Vingt-huit longues années plus tard, il y avait encore foule, hier, à Tala Amara. Comme chaque année, en cette même journée d’octobre, des centaines de personnes, y compris la famille de Djamel Bensmaïl, ont convergé vers le cimetière de ce village de Tizi Rached pour rendre hommage à Smaïl Yefsah, ce journaliste, qui a visiblement marqué à jamais les esprits par son professionnalisme, ses qualités humaines et par la manière abjecte avec laquelle il a été exécuté à l’arme blanche par une horde sauvage une certaine matinée du 18 octobre 1993, alors qu’il quittait son domicile pour se rendre au travail. Hier encore, le cimetière de Tala Amara, qui a rassemblé des hommes et des organisations de différents horizons, n’était pas sans évoquer la dure loi de l’Histoire qui consiste à rappeler aux vivants les victimes, mais jamais leurs bourreaux ou leurs assassins.

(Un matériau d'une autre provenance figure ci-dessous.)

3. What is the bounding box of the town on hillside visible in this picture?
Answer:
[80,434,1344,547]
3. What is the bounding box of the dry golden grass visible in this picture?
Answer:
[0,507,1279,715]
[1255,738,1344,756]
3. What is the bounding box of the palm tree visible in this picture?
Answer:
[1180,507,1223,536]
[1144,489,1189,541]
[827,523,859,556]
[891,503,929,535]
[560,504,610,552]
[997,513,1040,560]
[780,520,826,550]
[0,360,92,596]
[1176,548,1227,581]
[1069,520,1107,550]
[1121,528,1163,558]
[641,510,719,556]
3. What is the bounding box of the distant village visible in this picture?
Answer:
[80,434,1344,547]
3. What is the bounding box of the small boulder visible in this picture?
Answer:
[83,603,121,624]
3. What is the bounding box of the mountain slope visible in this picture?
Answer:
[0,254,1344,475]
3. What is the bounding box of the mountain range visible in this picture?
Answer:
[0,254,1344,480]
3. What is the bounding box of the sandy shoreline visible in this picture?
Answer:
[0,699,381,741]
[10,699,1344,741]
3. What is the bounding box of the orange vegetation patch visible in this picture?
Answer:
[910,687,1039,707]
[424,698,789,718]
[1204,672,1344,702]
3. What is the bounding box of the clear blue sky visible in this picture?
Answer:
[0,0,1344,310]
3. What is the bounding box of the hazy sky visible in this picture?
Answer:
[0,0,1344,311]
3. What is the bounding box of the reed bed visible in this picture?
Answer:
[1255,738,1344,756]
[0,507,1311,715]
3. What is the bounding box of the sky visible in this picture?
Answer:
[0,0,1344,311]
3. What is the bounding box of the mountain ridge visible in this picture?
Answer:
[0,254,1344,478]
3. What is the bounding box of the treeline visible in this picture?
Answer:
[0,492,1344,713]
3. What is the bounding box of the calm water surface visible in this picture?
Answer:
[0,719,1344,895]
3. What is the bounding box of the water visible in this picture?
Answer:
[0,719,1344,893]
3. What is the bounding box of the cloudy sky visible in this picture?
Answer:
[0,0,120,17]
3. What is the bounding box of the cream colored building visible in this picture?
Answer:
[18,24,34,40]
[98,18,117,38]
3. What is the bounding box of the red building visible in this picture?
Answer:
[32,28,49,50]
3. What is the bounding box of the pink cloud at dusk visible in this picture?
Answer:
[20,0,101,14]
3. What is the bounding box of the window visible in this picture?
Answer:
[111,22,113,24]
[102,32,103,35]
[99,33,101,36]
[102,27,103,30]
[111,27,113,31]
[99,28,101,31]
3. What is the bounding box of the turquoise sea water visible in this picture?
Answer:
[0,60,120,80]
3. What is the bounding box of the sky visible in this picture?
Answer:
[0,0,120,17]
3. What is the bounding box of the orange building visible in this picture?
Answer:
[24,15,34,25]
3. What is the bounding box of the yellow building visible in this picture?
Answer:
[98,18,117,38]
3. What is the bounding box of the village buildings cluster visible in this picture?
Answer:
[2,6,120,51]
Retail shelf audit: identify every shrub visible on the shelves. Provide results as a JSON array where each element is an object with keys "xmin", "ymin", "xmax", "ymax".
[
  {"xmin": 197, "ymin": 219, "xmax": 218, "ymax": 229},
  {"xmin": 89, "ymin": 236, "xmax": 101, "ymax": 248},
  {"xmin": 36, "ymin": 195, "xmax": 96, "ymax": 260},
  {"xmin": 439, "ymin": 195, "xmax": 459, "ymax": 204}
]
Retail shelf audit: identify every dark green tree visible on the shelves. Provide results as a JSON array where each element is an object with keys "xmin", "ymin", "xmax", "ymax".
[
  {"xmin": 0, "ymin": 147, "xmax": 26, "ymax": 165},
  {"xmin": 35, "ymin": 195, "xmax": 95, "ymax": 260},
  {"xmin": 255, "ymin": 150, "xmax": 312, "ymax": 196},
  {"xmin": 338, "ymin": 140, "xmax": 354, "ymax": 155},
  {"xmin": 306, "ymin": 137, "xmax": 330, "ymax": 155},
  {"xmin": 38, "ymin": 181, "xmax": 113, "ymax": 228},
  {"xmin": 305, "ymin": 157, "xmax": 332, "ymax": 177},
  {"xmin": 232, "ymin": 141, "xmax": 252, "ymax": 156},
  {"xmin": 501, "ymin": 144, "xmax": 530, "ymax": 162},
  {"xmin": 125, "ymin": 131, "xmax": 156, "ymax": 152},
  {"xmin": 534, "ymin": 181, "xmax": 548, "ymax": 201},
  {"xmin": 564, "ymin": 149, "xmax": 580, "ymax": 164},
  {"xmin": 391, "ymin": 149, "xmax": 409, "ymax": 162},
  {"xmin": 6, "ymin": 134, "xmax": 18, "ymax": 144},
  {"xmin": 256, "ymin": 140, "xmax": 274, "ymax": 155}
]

Bien qu’ils soient peut-être encore vivants, tapis dans l’ombre, ses assassins, sans nom et sans visage, n’étaient plus que d’anonymes morts de l’Histoire, mais l’enfant de Tala Amara, lui, s’est révélé plus que jamais vivant. Au musée portant son nom comme à l’école du village qui a abrité l’essentiel des activités de cette commémoration baptisée “Smaïl et Bensmaïl : deux faces d’une même pièce”, et encore davantage autour de sa tombe, l’émotion et les discussions et surtout les témoignages laissaient clairement révéler que l’assassinat de Smaïl Yefsah est une plaie encore ouverte. “Votre présence massive ici est une preuve que Smaïl n’est pas mort”, a, d’emblée, lancé Kamel Kermas, le président du Comité de village de Tala Amara. Lui succédant, Mehdi Yefsah, le frère du défunt, a tenu à souligner que Smaïl n’est pas l’enfant de sa seule famille biologique, mais celui de toute l’Algérie.
“Il est mort pour la démocratie, la liberté de la presse et l’honnêteté. Cette commémoration vise à faire échec à la culture de l’oubli. C’est aussi un message d’espoir et de fraternité. Aujourd’hui, nous sommes honorés de recevoir la famille Bensmaïl, car ceux qui ont tué Smaïl Yefsah sont ceux qui ont tué Djamel Bensmaïl, à savoir l’ignorance et la haine”, a-t-il déclaré. Le député Ouahab Aït Menguellet, qui a eu à apporter son témoignage sur ce talentueux journaliste, a rappelé avec fierté le rôle joué par Smaïl Yefsah lors du gala “Pas comme les autres” de 1991 à la salle Atlas, à Alger. “Le gala de l’Atlas en 91, où les forces qui ont tué Smaïl voulaient empêcher Lounis Aït Menguellet de se produire, était un gala de combat où Smaïl s’était grandement impliqué durant une semaine”, a-t-il témoigné. “Le souci de Smaïl et le nôtre aujourd’hui sont les mêmes : quelle Algérie laisserons-nous à nos enfants ? C’est pour cela qu’il demeure toujours un symbole pour nos luttes”, dira Hacène Helouane, alors que Nouredine Bensmaïl a souligné que “Smaïl et Bensmaïl ont au moins en commun l’amour et le rêve d’une Algérie de liberté et de prospérité”.